Into Thin Air

A team led by Harvard Medical School and Massachusetts General Hospital investigators has found that the controlled induction of the hypoxia response, the body’s reaction to a reduced level of oxygen in the bloodstream, may relieve the symptoms of one of the most challenging groups of genetic disorders—mitochondrial diseases.

Their report describing experiments in cellular and animal models of mitochondrial disease has been published online in the journal Science.

“We currently lack effective means of treating mitochondrial diseases, of which there are more than 150 different genetic forms, impacting virtually any organ,” said Vamsi Mootha, HMS professor of systems biology, a researcher in the Mass General Department of Molecular Biology and senior author of the Science report.

“We found that activation of the hypoxia response—either genetically or pharmacologically in cells, or by placing mice in a low-oxygen environment—alleviated mitochondrial pathology,” he said.

Many mitochondrial diseases appear in infancy or early childhood, but in others symptoms may not appear until adulthood and are often triggered by external stressors such as infection.

Although the mitochondria in many organs are defective in these disorders, disease pathology is manifest only in certain tissues. These observations led the researchers to hypothesize that there might be inborn mechanisms for coping with mitochondrial dysfunction.

They created a cellular model in which respiratory chain activity was inhibited by application of a toxin and used the model to test whether disruption of any of about 18,000 different genes alleviated the cellular effects of mitochondrial dysfunction.

The top-ranking gene in their analysis was for Von HippelLindau factor (VHL), which ordinarily suppresses the cellular response to hypoxia, implying that the body’s natural hypoxia response might protect against mitochondrial injury.

The researchers then showed that both cells and embryonic zebrafish that lacked VHL exhibited greater survival in the face of respiratory chain inhibition.

Treatment with a chemical that increases the expression of genes involved in the hypoxia response also reduced death from respiratory chain inhibition.
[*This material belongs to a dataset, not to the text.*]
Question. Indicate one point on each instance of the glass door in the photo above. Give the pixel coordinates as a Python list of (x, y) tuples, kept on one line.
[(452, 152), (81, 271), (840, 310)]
The researchers next graduated to rodent studies, using an accurate genetic model of a specific mitochondrial disease. Mootha’s team partnered with Warren M. Zapol, the HMS Reginald Jenney Professor of Anaesthesia at Mass General.

The collaborative team focused on the Ndufs4-knockout mouse, an established model of Leigh syndrome, a neurodegenerative condition that is the most common pediatric manifestation of mitochondrial disease.

They first showed that this model could survive brief periods of hypoxia with a relatively normal metabolic response and then tested the effects of keeping the animals in an atmosphere containing 11 percent oxygen—similar to high-altitude environments like the mountains of Nepal and Peru—for extended periods of time.